Признав это, он должен был раз и навсегда признать страшную правду, на которую упорно пытался закрыть глаза, прячась за рассуждениями, продиктованными мыслью о самосохранении. Он лжец. Он лгал всем окружающим, а потом, чтобы сохранить самоуважение, лгал себе. Но теперь ни оправдать, ни обмануть себя он уже не сможет. Да, это была продуманная интрига, с самого начала и до конца. Он заключил союз с темной личностью, чтобы ограбить человека, который помог ему в трудный час, и хотя до конца жизни он может лгать друзьям и посторонним людям, себе лгать он уже не в состоянии: он всегда будет знать, что он такое. И, глядя в суровые, исполненные презрения глаза Келли Брэнд, он думал:
«Не жалей Кинга Смита.

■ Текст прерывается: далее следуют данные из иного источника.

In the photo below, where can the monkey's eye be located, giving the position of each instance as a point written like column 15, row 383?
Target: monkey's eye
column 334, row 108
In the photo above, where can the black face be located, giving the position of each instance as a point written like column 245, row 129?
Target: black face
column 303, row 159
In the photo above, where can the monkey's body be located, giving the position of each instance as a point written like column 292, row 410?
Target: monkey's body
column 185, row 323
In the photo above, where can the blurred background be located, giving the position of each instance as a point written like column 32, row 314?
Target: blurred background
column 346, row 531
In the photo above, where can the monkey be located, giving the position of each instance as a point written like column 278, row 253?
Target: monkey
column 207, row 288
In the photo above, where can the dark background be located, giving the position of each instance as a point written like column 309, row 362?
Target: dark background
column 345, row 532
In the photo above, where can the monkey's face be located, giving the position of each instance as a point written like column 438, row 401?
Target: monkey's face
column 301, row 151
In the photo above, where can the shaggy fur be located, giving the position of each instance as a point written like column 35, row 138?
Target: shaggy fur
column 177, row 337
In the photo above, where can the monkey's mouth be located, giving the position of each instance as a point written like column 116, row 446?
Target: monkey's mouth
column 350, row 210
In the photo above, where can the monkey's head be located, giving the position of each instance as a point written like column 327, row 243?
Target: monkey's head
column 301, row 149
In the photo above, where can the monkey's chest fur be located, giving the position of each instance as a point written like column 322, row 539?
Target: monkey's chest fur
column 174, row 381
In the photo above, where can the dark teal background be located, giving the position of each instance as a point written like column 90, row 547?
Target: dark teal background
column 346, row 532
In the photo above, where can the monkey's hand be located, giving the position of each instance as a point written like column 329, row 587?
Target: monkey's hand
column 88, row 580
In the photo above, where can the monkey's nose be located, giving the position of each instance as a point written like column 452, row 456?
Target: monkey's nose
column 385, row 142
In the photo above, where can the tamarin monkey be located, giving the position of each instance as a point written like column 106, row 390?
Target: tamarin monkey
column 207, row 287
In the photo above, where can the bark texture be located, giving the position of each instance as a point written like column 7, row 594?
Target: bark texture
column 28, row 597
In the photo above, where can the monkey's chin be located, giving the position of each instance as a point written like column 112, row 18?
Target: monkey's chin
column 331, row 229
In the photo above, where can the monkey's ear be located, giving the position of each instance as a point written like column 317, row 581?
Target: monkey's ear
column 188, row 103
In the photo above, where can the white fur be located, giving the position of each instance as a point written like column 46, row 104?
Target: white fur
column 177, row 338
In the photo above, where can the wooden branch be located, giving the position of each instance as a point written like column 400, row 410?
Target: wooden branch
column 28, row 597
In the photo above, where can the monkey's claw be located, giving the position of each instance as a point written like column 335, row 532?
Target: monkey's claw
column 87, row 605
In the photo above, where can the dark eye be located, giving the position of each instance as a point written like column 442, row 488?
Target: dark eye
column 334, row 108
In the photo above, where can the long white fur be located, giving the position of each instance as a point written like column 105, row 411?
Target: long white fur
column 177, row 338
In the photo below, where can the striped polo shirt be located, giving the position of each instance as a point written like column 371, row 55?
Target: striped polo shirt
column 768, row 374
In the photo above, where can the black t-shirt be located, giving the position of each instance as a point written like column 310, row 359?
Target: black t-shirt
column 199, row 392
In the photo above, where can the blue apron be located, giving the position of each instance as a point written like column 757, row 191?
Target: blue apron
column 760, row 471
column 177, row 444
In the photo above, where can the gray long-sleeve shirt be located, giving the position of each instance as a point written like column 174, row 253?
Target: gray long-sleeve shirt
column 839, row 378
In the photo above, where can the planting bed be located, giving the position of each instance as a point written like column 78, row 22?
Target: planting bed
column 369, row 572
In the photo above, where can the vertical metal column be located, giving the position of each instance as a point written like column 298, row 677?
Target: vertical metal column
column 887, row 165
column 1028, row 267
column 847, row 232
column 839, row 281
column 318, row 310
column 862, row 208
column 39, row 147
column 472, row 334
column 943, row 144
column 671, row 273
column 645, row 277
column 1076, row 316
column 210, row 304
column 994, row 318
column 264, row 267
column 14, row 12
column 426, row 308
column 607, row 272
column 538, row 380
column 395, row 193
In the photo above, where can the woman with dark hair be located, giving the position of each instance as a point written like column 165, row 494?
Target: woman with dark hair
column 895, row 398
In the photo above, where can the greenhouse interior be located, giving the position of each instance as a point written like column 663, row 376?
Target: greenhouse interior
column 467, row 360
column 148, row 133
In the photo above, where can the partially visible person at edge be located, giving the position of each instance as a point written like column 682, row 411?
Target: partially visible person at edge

Он потерял всего лишь клиента. Пожалей меня. Я потерял уважение к себе. Как бы я ни старался это забыть, я буду снова и снова, миллионы раз вспоминать это и не спать по ночам. Совершив эту гнусность, я потерял честь».
— Сэр, вы омерзительны, — сказала Келли Брэнд.
Она встала и пошла к двери.
Дэвид Бэттл тоже встал.
— Я должен извиниться за нее. Не понимаю, почему она так вспылила.
Трент Джонс сохранял полную невозмутимость.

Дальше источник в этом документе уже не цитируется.